(1.) THIS appeal filed by M/s IOC Ltd (IOC) seeks to vacate the Order -in -Original No. 45/2000 -SP dated 23.10.2000 passed by the Commissioner of Central Excise, Vizag. demanding from the appellants an amount of Rs. 108,17,86,744/ - (Rupees one hundred and eight crores seventeen lakhs eightysix thousand and seven hundred and forty four). The brief facts of the case are that IOC had stored various petroleum products, such as High Speed Diesel Oil, Superior Kerosene Oil, Motor Spirit and Furnace Oil imported and indigenously manufactured in their mixed bonded tanks. Imported goods in the tanks had suffered the applicable duty and the indigenous goods were non duty paid. During the period 8/98 to 2/2000, the appellants had cleared various imported products on which customs duty had been paid, under cover of Rule 52A invoices and collected a total of Rs. 1,08,17,86,744/ - from as duty customers. The above amount was tentatively decided to be payable by IOC to the Central Government in terms of Section 11D of the Central Excise Act, 1944.
(2.) WHILE disposing the five Show Cause Notices issued in this regard, the Commissioner had found that the imported and indigenous products warehoused in mixed tanks on First -In First -Out basis had lost their respective identities and the mixed products had become different excisable goods. Moreover, the invoices under which the imported goods had been cleared had shown the value and duty as applicable to corresponding indigenous products. In deciding the goods cleared from bonded tanks to be excisable goods the Commissioner had relied on various case law defining goods. The Commissioner found the appellant's explanation of the entry "Customs/Excise Duty" in the 52A invoices as owing to their software problem to be a method of manipulation to recover higher amounts of duty than permitted under the Administered Pricing Mechanism and to allow the final user to avail Modvat credit of the said amount. He recorded a finding that the demand was had been proposed in terms of Section 11A(1) of the Central Excise Act, 1944 read with Section 11D(1) of the Act. Therefore, the excess amount collected by the appellants could be recovered even as excise duty legally. It was immaterial that the extra amount of duty had not been collected as representing excise duty. Accordingly he confirmed the demand proposed in the five Show Cause Notices as excess amount collected representing them as duty of excise on the sale of Superior Kerosene Oil, Motor Spirit, Furnace Oil, and High Speed Diesel Oil etc. under Section 11D(1) of the Act.

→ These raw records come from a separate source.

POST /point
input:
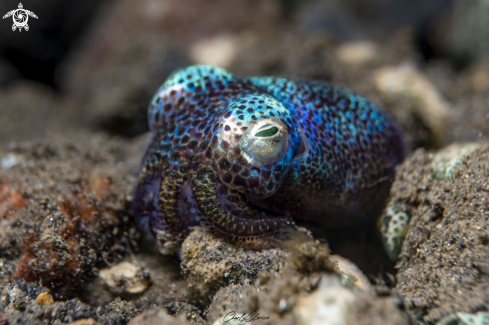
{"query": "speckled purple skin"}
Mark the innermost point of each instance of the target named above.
(328, 155)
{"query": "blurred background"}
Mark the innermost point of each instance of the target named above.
(94, 64)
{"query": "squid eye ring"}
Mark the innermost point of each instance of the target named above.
(267, 132)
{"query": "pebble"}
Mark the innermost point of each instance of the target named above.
(125, 278)
(357, 53)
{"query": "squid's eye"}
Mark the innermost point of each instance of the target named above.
(268, 132)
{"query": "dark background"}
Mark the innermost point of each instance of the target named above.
(95, 64)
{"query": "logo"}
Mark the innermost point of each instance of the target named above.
(20, 17)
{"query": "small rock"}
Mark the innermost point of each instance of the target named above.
(481, 318)
(44, 299)
(156, 317)
(349, 269)
(446, 161)
(85, 321)
(125, 278)
(11, 160)
(357, 53)
(328, 304)
(210, 262)
(479, 76)
(218, 51)
(406, 80)
(393, 225)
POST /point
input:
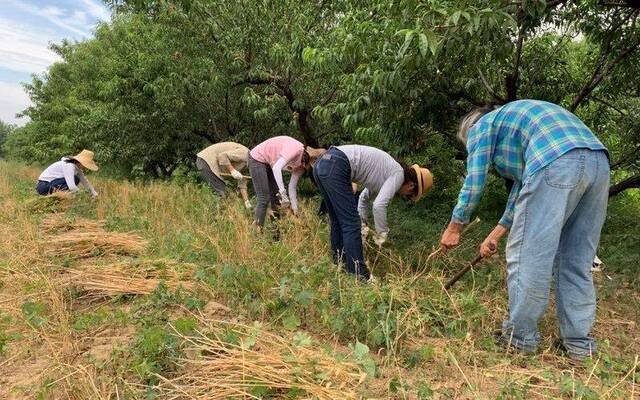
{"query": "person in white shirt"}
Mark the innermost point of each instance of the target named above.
(66, 174)
(224, 159)
(382, 178)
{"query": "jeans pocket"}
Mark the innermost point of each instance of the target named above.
(566, 172)
(324, 167)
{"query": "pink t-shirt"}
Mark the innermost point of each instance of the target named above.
(270, 151)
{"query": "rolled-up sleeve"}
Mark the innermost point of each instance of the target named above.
(507, 217)
(480, 148)
(363, 205)
(388, 190)
(70, 170)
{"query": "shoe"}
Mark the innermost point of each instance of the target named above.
(574, 358)
(506, 342)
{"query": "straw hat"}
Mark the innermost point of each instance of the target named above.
(425, 181)
(85, 158)
(315, 153)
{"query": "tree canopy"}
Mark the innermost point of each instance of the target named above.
(165, 78)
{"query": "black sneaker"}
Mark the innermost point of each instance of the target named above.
(574, 358)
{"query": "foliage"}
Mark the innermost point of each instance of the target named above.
(5, 131)
(164, 78)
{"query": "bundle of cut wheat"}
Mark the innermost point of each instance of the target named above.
(122, 278)
(241, 362)
(55, 224)
(92, 243)
(57, 201)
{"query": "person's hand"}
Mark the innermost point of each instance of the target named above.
(284, 200)
(451, 236)
(489, 247)
(236, 175)
(364, 231)
(380, 238)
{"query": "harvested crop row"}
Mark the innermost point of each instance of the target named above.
(121, 278)
(95, 243)
(238, 362)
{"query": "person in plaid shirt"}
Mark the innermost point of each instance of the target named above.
(554, 214)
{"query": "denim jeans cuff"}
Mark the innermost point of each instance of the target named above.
(579, 350)
(523, 346)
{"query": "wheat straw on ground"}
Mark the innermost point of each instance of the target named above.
(91, 243)
(122, 278)
(259, 361)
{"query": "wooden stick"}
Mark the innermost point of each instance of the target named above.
(466, 269)
(226, 174)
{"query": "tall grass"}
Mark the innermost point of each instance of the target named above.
(423, 339)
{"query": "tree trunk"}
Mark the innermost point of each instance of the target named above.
(305, 129)
(629, 183)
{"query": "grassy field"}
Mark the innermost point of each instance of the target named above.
(162, 291)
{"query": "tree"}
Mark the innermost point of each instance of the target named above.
(5, 131)
(165, 78)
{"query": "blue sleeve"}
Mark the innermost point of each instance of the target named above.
(507, 217)
(480, 143)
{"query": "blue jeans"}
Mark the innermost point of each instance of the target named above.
(57, 185)
(558, 217)
(332, 174)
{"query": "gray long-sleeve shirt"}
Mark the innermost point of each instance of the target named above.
(381, 177)
(66, 170)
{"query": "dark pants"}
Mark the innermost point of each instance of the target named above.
(57, 185)
(216, 184)
(266, 188)
(332, 173)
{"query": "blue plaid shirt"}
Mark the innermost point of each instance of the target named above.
(519, 139)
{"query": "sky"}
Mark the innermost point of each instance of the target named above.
(27, 27)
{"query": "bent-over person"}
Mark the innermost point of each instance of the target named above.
(382, 178)
(554, 215)
(224, 159)
(66, 174)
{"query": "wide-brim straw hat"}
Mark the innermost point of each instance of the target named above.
(314, 154)
(425, 181)
(85, 158)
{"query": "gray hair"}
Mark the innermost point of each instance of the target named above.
(469, 120)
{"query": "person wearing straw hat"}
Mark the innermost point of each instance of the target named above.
(382, 178)
(66, 174)
(266, 162)
(554, 214)
(224, 159)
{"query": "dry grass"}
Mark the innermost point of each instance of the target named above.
(85, 244)
(182, 223)
(55, 202)
(259, 362)
(122, 278)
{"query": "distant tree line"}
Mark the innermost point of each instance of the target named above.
(164, 78)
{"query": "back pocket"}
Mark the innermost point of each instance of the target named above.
(566, 172)
(324, 167)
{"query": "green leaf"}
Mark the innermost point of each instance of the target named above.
(408, 38)
(455, 17)
(291, 322)
(424, 45)
(301, 339)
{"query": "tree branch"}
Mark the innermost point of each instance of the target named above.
(489, 88)
(599, 74)
(511, 80)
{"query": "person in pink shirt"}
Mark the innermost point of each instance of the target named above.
(266, 162)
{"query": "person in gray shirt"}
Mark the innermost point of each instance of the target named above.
(382, 178)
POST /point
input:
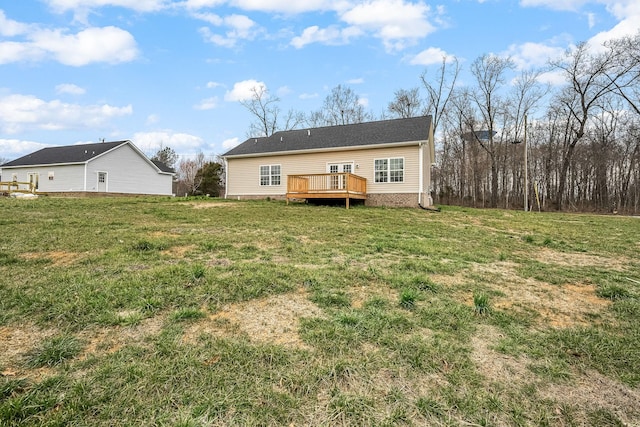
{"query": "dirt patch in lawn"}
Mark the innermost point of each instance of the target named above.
(558, 306)
(109, 340)
(268, 320)
(207, 205)
(361, 294)
(178, 251)
(549, 256)
(585, 392)
(57, 258)
(592, 391)
(15, 343)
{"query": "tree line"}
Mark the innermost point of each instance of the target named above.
(582, 136)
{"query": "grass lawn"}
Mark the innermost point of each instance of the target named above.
(205, 312)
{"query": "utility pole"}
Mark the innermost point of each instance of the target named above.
(526, 178)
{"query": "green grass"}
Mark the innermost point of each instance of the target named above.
(148, 311)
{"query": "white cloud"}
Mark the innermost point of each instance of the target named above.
(534, 55)
(107, 44)
(207, 104)
(20, 112)
(70, 89)
(626, 27)
(10, 28)
(15, 148)
(150, 142)
(239, 27)
(430, 56)
(397, 22)
(308, 95)
(244, 90)
(228, 144)
(288, 6)
(555, 4)
(201, 4)
(331, 36)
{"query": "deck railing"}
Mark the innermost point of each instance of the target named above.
(326, 186)
(14, 187)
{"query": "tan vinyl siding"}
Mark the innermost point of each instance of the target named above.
(243, 177)
(128, 172)
(65, 178)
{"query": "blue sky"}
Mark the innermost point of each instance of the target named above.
(171, 73)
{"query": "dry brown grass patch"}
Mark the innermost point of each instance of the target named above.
(109, 340)
(271, 320)
(585, 392)
(15, 342)
(592, 390)
(178, 251)
(57, 258)
(361, 294)
(559, 306)
(549, 256)
(208, 205)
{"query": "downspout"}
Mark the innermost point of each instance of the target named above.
(226, 176)
(421, 186)
(420, 172)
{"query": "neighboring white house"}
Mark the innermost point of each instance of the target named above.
(391, 161)
(107, 167)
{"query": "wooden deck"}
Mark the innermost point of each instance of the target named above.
(327, 186)
(15, 187)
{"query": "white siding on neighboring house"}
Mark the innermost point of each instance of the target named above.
(128, 172)
(243, 177)
(65, 177)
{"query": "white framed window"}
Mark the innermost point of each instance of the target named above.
(270, 175)
(389, 170)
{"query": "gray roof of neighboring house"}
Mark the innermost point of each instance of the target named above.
(163, 166)
(73, 154)
(342, 136)
(67, 154)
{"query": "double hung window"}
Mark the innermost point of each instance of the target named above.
(270, 175)
(389, 170)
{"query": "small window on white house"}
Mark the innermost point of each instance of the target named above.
(270, 175)
(389, 170)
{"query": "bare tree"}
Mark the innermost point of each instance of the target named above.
(166, 155)
(267, 114)
(591, 76)
(189, 181)
(341, 107)
(442, 89)
(406, 103)
(489, 72)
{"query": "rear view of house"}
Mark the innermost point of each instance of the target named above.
(385, 163)
(108, 167)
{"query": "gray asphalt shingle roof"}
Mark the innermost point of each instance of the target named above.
(67, 154)
(343, 136)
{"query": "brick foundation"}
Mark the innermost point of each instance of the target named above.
(394, 200)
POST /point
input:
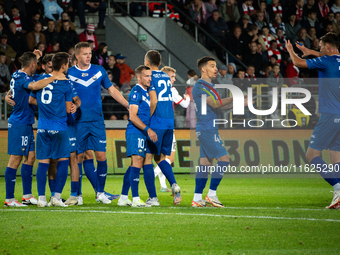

(3.) IN the appeal filed by the appellants, they have submitted that the adjudicating authority by finding the customs duty paid imported goods to be excisable goods had traversed beyond the scope of the Show Cause Notices and violated the principles of natural justice. The imported goods also had suffered various duties on import and that the amount collected by them from the customers was lower than what they had incurred, in view of the Administered Pricing Mechanism. As they were using the same software for preparing invoices to cover clearances of indigenous and imported goods, the invoices showed the description "Customs Duty/Excise duty" in the invoices for clearance of goods received from both the streams.